Graphs are a good way to represent relationships between objects. First, let’s go over some terminology. A node in a graph is called a vertex. Vertices usually represent the objects in our graph (the things that have the relationships such as people, places, or things). A relationship between two vertices is represented by an edge (arrow or line connecting two vertices).

Here are a few examples of graphs in the everyday world:

Road maps: Each city is a vertex, and the edges that connect these vertices are the roads and freeways that connect the cities. An example of what such a graph would look like can be found here. For a more local example, each building on the Berkeley campus can be thought of as a vertex, and the paths that connect those buildings would be the edges.
Computer networks: Computers and other network machinery (like routers and switches) are the vertices, and the edges are the network cables. For a wireless network, an edge is an established connection between a single computer and a single wireless router.

Directed vs. Undirected Graphs

If all edges in a graph are showing a relationship between two vertices that works in both directions, then it is called an undirected graph. A picture of an undirected graph looks like this:

undirected-graph

Other times, we may want the relationships between two vertices only go in one direction. Such a relationship can be represented with a directed graph. An example of this could be a city map, where the edges are sometimes one-way streets between locations. A two-way street would have to be represented as two edges, one of them going from location \(A\) to location \(B\), and the other from location \(B\) to location \(A\).

An example of a directed graph appears below.

directed-graph

Visually, an undirected graph will not have arrow heads on its edges because the edge connects the vertices in both directions. On the other hand, a directed graph will have arrow heads on its edges that point in the direction the edge is going.

Any undirected edge can be represented with 2 directed edges. This means every undirected graph is a directed graph, but the converse is not true.

Graph Definitions

Now that we have the basics of what a graph is, here are a few more terms that might come in handy while discussing graphs.

Term	Definition
Adjacent	For an undirected graph, vertices `u` and `v` are adjacent if they are connected by an edge. The definition for adjacent is more ambiguous for directed graphs; in this lab, our `isAdjacent(u, v)` method for our directed graph will return `true` if there is an edge from `u` to `v`.
Path	A path is a sequence of edges from one vertex to another where no edge or vertex is repeated.

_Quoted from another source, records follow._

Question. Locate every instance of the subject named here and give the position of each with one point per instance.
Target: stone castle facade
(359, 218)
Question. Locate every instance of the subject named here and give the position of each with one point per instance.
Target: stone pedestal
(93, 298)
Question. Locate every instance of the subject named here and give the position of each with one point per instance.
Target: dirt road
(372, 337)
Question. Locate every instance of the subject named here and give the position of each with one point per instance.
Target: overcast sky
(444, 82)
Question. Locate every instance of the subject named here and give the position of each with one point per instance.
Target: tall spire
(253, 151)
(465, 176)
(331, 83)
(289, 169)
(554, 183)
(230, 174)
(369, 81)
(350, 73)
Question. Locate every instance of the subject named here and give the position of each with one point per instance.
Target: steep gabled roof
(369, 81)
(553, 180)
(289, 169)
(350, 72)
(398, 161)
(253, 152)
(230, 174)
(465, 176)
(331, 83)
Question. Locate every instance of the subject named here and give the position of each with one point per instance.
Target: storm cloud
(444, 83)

Note that this definition may vary from other sources; this is the definition we use in CS61BL unless otherwise specified.
Connected	A graph is connected if every vertex has a path to all other vertices.
Neighbor	A vertex `u` is a neighbor of a vertex `v` if they are adjacent.
Indegree	A vertex `v`’s indegree is the number of vertices `u` where a directed edge from `u` to `v` exists (aka the number of edges pointing in to `v`).
Outdegree	A vertex `v`’s outdegree is the number of vertices `u` where a directed edge from `v` to `u` exists (aka the number of edges pointing out of `v`).
Degree	A vertex `v`’s degree is the number of vertices adjacent to it. Note the we calculate the degree of a vertex for undirected graphs, and indegree/outdegree for directed graphs.
Cycle	A cycle is a path that ends at the same vertex where it originally started.

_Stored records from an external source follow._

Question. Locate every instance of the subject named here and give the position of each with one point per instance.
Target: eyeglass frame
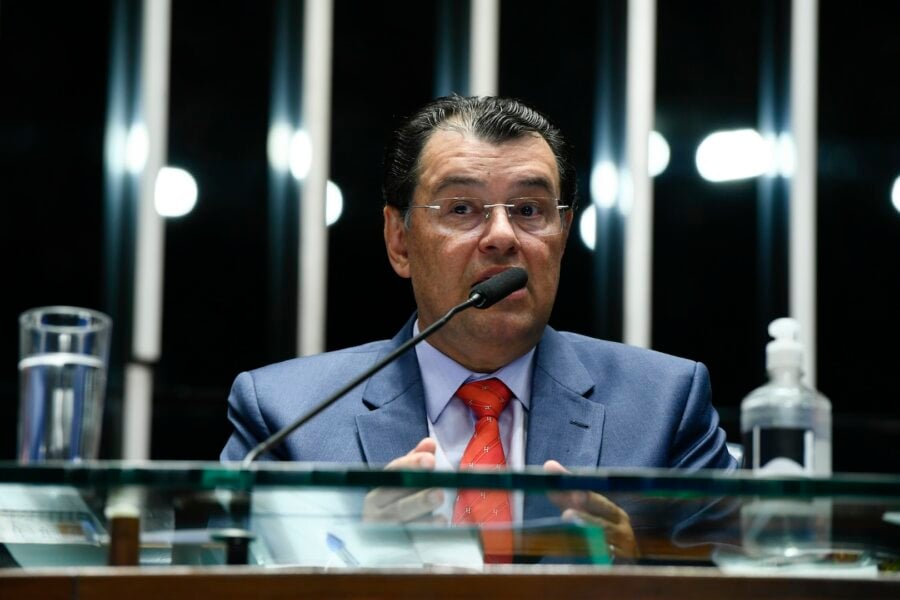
(488, 209)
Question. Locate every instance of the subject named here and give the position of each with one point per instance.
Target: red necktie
(487, 399)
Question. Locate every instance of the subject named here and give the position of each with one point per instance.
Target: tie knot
(486, 398)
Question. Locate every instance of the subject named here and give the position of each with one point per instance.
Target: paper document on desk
(44, 526)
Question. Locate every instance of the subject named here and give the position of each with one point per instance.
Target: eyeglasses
(534, 215)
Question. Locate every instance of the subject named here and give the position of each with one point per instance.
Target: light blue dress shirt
(451, 423)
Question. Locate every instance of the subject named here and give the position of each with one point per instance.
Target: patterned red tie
(487, 399)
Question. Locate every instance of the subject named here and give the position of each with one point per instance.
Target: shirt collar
(442, 376)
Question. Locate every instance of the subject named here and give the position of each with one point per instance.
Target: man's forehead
(451, 156)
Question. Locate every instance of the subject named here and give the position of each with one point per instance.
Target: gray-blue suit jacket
(594, 404)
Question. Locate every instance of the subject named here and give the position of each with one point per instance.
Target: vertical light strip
(485, 49)
(638, 196)
(316, 117)
(148, 276)
(802, 248)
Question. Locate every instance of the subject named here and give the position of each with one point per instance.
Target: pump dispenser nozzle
(785, 350)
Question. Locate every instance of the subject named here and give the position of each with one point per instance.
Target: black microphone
(493, 290)
(483, 295)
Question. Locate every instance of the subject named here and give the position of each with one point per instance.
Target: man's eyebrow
(457, 180)
(537, 182)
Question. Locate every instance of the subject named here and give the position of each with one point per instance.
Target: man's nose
(499, 230)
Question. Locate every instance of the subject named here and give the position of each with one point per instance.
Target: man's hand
(591, 507)
(403, 505)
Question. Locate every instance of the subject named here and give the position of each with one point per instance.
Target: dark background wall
(218, 318)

Exercise: Edge vs. Vertex Count

For the following questions, think about what the answer may be, then check it with the solution.

Exercise 1

Suppose that \(G\) is a directed graph with \(N\) vertices. What’s the maximum number of edges that \(G\) can have? Assume that a vertex cannot have an edge pointing to itself, and that for each vertex \(u\) and \(v\), there is at most one edge \((u, v)\).

Options:

\[N, N^2, N(N-1), \frac{N(N-1)}{2}\]

Solution

\(N(N-1)\). There are \(N\) vertices, and each one can have an edge to up to \(N-1\) other vertices.

Exercise 2

Now suppose the same graph \(G\) in the above question is an undirected graph. Again assume that no vertex is adjacent to itself, and at most one edge connects any pair of vertices. What’s the maximum number of edges that \(G\) can have compared to the directed graph of \(G\)?

Options:

Half as many edges
The same number of edges
Twice as many edges

Solution

Half as many edges. Every pair of directed edges u->v, v->u can be represented with a single undirected edge.

Exercise 3

What’s the minimum number of edges that a connected undirected graph with N vertices can have?

Options:

\[N - 1, N, N^2, N(N-1), \frac{N(N-1)}{2}\]

Solution

\(N-1\). A graph with \(1\) vertex needs \(0\) edges to be connected. Every time you add a new vertex, you need at least one new edge to connect it. Notice that this question can also be interpreted as asking for the number of edges in a tree, which is connected and has no cycles (i.e. “extra” edges) by definition.

Graph Representation

Now that we know how to draw a graph on paper and understand the basic concepts and definitions, we can now consider how a graph should be represented inside of a computer. We want to be able to get quick answers for the following questions about a graph:

Are given vertices u and v neighbors?
What vertices are adjacent to v?

The next portion of today’s lab will involve thinking about how fast and how efficient each of these operations is using different representations of a graph.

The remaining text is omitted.